Más bien, las grandes hojas superpuestas bloqueaban la luz. Era algo tenebroso. Las ramas frías, largas como esqueléticos dedos, tenían que ser movidas para pasar por la angosta puerta.

Después, en el centro de la sala, un sillón que fungía como camita improvisada; tal vez, a fuerza de fingirlo, era ya más cama que sillón. Mi abuela dormía ahí. La camita improvisada desentonaba con el resto de lugar. Mi abuela había hecho un cuarto improvisado, con sus libritos y sus fotos, con sus recuerdos.

Viejos sillones cubiertos de plástico, fotos de antaño en cuyos rostros se reconocían vagamente a mi madre y a mis tías, si uno entrecerraba los ojos y usaba un poco la imaginación. La casa tenía un esqueleto de tubos de plástico que goteaban y nutrían decenas de peceras pestilentes el piso de arriba.

Mi tío era biólogo y había hecho suyo el segundo piso. También oíamos sus pesadas huellas, las tablas crujir bajo su obeso cuerpo. Rogelio y yo lo imaginábamos haciendo experimentos grotescos con sus pobres pececillos en decenas de peceras enmohecidas y sucias, sangrantes de agua cloacal.

–Vayan a saludar a tu bisabuela, hijito– decía siempre mi mamá, dándome un empujón ligeramente amenazante.

Entonces caminábamos hacia el viejo cuarto. Pasábamos cajas apiladas, ropa antiquísima que mi abuela juraba vendería algún día. La puerta crujía y, de inmediato, un olor nauseabundo, encerrado, nos golpeaba la cara. Olía a polvo y a cuerpos en desuso.

El techo era amarillo, raído. Ella siempre había fumado muchísimo. Pilas de platos se asomaban de aquí y allá. Vivía en aquellos días en un pequeño catre. Su cuerpo, casi inerte, se intuía entre montones de cobijas y muñecos de peluche pero uno tenía que agudizar su mirada para detectarla. Olvidábamos fácilmente que aún estaba viva.

Su cuerpo ya solo aguantaba el peso de una playerita gris, viejísima, que seguramente ella jamás usó en sus buenos días. Sus brazos eran delgadísimos, marcados por varias venas que parecían no palpitar. La piel luchaba desesperadamente por asirse a esos huesos, por encajar, por mantener una fachada de viva. Ya le parecía ajena esa carne.
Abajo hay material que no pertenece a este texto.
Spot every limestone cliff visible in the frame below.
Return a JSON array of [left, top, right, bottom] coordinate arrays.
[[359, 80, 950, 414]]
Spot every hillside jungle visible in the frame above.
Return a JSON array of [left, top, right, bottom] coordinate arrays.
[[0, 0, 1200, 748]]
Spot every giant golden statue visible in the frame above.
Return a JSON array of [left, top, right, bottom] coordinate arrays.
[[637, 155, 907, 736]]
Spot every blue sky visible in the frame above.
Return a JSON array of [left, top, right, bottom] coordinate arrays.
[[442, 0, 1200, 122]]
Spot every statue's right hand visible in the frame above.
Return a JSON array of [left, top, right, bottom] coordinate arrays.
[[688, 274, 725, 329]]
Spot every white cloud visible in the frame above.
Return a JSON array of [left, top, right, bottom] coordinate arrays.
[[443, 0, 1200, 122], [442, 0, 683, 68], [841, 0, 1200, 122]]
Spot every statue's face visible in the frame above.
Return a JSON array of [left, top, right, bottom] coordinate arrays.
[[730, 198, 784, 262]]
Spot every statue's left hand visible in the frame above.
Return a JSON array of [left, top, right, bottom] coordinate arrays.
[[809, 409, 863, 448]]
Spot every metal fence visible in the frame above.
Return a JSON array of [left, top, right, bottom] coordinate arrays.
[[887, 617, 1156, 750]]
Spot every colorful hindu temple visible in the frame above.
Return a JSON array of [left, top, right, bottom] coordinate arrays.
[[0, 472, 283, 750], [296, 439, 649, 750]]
En su mirada ya no había reconocimiento pero sí tal vez –no sé si lo hablo desde la adultez, desde la consciencia de que las cosas son finitas y que el fin puede ser justamente un alivio– un vago y poco centrado deseo de morir. Comía y respiraba, Rogelio y yo lo sabíamos. Estaba viva, y en eso tratábamos de pensar cuando nos obligaban a besar las secas mejillas.
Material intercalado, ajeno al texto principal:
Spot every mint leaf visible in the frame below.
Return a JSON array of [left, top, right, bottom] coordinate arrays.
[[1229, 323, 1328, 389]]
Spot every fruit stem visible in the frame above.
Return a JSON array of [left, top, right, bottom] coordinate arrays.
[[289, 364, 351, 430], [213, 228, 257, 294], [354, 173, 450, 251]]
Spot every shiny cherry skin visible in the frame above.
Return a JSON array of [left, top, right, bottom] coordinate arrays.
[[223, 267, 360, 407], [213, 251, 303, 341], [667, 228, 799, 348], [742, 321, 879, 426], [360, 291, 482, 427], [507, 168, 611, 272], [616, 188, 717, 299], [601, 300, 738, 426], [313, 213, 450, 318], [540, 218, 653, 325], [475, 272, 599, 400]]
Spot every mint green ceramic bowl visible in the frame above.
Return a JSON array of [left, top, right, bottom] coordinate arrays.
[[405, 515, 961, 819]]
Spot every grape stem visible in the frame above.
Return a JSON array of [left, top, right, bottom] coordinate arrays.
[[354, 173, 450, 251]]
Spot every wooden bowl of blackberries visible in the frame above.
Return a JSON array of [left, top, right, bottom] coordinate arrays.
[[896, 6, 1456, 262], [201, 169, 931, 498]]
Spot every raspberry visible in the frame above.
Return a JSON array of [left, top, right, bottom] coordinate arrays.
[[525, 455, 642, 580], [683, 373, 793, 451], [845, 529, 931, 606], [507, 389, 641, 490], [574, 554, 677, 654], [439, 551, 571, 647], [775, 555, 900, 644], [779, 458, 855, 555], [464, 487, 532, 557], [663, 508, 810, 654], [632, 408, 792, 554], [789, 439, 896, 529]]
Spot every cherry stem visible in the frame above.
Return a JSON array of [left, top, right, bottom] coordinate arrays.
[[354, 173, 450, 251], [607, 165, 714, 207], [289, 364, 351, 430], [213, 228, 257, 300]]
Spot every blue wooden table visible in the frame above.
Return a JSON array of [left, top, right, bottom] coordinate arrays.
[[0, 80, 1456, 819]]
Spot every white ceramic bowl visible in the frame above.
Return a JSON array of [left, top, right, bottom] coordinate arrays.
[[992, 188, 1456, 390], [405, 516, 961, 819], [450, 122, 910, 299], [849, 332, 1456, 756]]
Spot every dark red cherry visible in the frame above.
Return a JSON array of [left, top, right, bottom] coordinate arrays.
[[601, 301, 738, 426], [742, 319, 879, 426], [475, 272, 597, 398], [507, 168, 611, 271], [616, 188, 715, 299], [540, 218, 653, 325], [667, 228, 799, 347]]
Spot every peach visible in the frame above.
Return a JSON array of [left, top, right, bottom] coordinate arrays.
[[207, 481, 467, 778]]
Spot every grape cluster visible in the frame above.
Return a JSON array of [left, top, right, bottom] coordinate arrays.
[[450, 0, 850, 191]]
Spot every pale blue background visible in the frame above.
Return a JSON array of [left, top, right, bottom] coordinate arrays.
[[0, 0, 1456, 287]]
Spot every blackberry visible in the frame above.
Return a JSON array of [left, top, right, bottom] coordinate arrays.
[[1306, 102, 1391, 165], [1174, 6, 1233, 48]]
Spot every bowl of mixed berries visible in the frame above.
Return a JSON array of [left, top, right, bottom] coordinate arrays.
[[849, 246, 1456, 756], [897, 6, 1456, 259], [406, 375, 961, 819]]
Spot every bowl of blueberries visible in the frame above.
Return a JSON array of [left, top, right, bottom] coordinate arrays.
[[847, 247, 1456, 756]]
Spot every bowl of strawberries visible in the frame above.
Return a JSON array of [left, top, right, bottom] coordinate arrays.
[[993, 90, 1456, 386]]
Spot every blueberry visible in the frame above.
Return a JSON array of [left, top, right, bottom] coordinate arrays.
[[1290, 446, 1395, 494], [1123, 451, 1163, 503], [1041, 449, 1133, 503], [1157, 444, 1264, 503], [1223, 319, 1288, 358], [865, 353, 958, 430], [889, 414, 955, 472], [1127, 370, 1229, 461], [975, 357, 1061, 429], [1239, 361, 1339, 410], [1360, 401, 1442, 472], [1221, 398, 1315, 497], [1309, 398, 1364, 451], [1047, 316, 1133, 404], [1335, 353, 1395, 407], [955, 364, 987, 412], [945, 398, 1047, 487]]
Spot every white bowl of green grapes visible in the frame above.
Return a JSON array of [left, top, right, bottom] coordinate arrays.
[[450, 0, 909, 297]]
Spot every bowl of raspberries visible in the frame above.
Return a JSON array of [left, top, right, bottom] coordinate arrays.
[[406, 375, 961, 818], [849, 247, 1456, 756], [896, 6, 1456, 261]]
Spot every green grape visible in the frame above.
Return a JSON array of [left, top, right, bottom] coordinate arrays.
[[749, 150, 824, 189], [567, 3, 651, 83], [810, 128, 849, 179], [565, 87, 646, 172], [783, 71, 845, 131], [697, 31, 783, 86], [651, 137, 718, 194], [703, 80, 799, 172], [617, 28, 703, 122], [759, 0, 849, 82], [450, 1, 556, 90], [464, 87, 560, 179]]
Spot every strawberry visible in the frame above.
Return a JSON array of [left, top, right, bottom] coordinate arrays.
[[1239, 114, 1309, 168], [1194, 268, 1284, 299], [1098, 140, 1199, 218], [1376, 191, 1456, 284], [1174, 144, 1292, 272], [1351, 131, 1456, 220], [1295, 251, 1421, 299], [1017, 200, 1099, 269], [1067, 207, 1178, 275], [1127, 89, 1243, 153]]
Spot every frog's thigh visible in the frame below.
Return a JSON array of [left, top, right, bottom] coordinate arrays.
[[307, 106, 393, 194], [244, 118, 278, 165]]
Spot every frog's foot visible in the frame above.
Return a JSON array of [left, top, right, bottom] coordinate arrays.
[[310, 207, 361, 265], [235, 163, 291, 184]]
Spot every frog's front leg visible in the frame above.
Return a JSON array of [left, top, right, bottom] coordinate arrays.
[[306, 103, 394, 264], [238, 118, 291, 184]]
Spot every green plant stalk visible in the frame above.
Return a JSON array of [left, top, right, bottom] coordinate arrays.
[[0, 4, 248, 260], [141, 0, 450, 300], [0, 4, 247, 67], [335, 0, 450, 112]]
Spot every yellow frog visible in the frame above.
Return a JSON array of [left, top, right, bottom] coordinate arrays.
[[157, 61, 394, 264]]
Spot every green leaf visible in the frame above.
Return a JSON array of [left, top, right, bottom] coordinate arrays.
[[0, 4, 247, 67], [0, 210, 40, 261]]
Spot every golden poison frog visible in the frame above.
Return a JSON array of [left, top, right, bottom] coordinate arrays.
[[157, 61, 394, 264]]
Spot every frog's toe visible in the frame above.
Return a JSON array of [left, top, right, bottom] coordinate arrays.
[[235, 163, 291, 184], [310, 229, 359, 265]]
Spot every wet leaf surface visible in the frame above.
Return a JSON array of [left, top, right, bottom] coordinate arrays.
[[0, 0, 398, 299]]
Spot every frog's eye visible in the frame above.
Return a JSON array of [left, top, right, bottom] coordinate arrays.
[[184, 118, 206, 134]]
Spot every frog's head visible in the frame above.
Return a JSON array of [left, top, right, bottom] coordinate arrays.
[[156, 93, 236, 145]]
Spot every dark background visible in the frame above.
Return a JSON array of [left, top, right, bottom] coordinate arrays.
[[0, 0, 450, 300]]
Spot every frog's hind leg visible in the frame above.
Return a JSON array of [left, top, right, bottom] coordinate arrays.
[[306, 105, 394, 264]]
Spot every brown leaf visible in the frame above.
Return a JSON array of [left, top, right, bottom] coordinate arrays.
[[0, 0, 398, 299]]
Lo cierto es que Rogelio y yo sentimos alivio cuando ella murió. Nos vestimos con nuestros trajecitos (los habíamos usado una o dos veces para ocasiones solemnes, no más. Para nosotros en esos tiempos lo solemne sabía a aburrición, a horas interminables) y trepamos al auto sin entender muy bien qué deparaba aquello.

Nos acercamos al féretro y mi padre me levantó hasta la altura de su robusto pecho. Con cierta timidez pero enorme deseo, asomé mi cabecita: muerta al fin, casi en calma. Ya no agitaría jamás sus bracitos diminutos y caricaturescos ni emitiría esos siniestros chillidos mongoloides. Ya de vuelta al auto, en la intimidad del asiento trasero, Rogelio y yo nos miramos con complicidad, sabiendo que aquello había terminado.

Hace poco fui a la casa de mis padres, de mi infancia, y la luz había perdido cierto brillo.